Netanyahu “responded calmly,” explaining that he was part of the solution. However, Kushner wrote that he can see that Trump is visibly disappointed.
Kushner does not seem to say why he thought Netanyahu responded in this way.
A statement from Netanyahu’s office read: “Contrary to allegations, Prime Minister Netanyahu, who has repeatedly asked President Trump to move the embassy, highly appreciates this decision.
Before making the decision, President Trump told Prime Minister Netanyahu: ‘Some of my people are saying that this move would be dangerous for the United States.

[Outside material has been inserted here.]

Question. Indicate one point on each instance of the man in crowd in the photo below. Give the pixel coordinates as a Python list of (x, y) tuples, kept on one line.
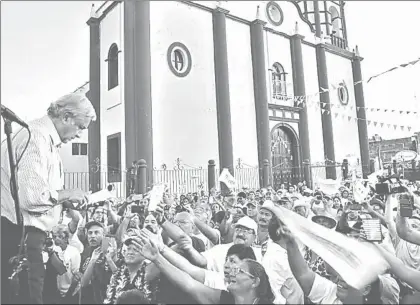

What do you think?’ Netanyahu responded that he saw no real danger and there was no reason not to move the embassy.
“It is doubtful that the embassy would have moved if Netanyahu had responded to the president differently,” he added.
Jerusalem has been the capital of Israel since its founding in 1948, although it is not recognized by much of the international community, as in the initial United Nations partition plan, Jerusalem was supposed to be an international city.
Trump formally recognized Jerusalem as Israel’s capital in December 2017, when he announced plans to move the embassy there. In May 2018, his administration inaugurated the new facility, a move that was met with intense controversy, in both Washington and the Middle East.
After the move, the Palestinians, who claim East Jerusalem as the capital of their future state, cut ties with Washington, describing the Trump administration as biased against Israel.
At the time, Trump said the decision was made to advance US interests, peace in the region, and out of respect for Israel’s sovereignty.
Kushner’s book also revealed that Trump was furious over the three-hour extended meal he attended with Netanyahu during his 2017 visit.
“That was great,” Trump told Kushner, “but every time I thought the meal was going to end, another came out.”
Netanyahu and Trump have maintained a good relationship throughout their tenure, until Trump heard about it betrayal Netanyahu wrote it when he congratulated current US President Joe Biden on his victory in the 2020 election.
Kushner is married to Ivanka, Trump’s eldest daughter, and has served as a White House adviser. He played an important role in the previous administration’s Middle East policy, as he participated in a diplomatic push that led to the Ibrahim Accords, a peace agreement that led Israel to establish diplomatic relations with the United Arab Emirates, Bahrain, and Morocco.
Times of Israel staff contributed to this report.